An article on the Wall Street Journal Blogs on 14 December, 2009, quotes Marl Lloyd, Chief Diversity Officer of the Federal Communication Commission, as denying that he is "a communist." Mr. Lloyd made this denial, coupled with an attack on the "right wing smear campaign," in a speech and following interview sponsored by the Media Access Project.

The author of the blog did not bother to note that the Media Access Project is a hard-left organization which claims that media would be improved if the FCC used its regulatory and even taxing powers that it does not have, to dispense with white owners of radio stations in favor of non-whites. Lloyd had also supported this idea in writing, in the interests of "diversity."

Thomas Jefferson, who understood the First Amendment better than almost any other American leader, said that it did not encompass government deciding what speech was better or true, but in maintaining the "free marketplace of ideas," so that any falsehoods would not be suppressed, but merely confronted with the truth.

Lloyd believes the opposite, that it is the business of the government to decide what voices, and ideas, should be favored, and which should be handicapped.
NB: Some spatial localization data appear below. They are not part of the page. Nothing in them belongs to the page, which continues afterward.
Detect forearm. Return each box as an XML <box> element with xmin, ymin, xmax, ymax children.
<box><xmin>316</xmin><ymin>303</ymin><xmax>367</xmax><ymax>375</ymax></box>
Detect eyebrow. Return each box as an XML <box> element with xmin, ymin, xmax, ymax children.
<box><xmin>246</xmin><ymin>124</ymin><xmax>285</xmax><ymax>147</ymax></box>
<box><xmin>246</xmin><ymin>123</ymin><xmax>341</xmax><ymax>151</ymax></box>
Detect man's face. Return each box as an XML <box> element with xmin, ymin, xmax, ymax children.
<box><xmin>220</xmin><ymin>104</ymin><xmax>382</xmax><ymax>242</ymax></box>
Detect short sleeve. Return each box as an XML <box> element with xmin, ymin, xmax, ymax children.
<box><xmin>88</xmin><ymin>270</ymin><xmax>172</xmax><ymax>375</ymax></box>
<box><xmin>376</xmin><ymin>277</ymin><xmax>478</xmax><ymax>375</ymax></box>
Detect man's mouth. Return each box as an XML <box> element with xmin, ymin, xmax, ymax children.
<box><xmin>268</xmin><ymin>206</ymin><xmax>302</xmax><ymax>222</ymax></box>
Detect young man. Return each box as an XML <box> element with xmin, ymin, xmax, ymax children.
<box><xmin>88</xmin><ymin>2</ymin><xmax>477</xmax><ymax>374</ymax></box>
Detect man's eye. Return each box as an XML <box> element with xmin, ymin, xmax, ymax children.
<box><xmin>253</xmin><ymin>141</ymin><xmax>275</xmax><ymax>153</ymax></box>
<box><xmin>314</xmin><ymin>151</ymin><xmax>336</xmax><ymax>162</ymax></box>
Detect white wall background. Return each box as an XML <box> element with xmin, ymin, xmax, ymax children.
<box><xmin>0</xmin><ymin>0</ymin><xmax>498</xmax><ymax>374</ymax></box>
He shares that disqualifying quality with Stuart Benjamin, a Duke University professor who was named a "distinguished scholar in residence" at the FCC last week. The "distinguished professor" looks forward to the "demise" of the major networks so their bandwidth can "be devoted to the highest valued uses."

Lloyd creates a straw man in his denials. He does not even address the fact that his own writings are directly contrary to the First Amendment, as Thomas Jefferson and the other authors of it, understood it.

When Adlai Stevenson, son of the two-time Democrat nominee for President, lost his own bid for Governor of Illinois, he had called a press conference to assert that "I am not a wimp." If any public official has to declare in public that "I am not a wimp," it pretty well means that he is a wimp. Similar thinking should apply to Lloyd’s left-handed denial that he is what his words say and mean.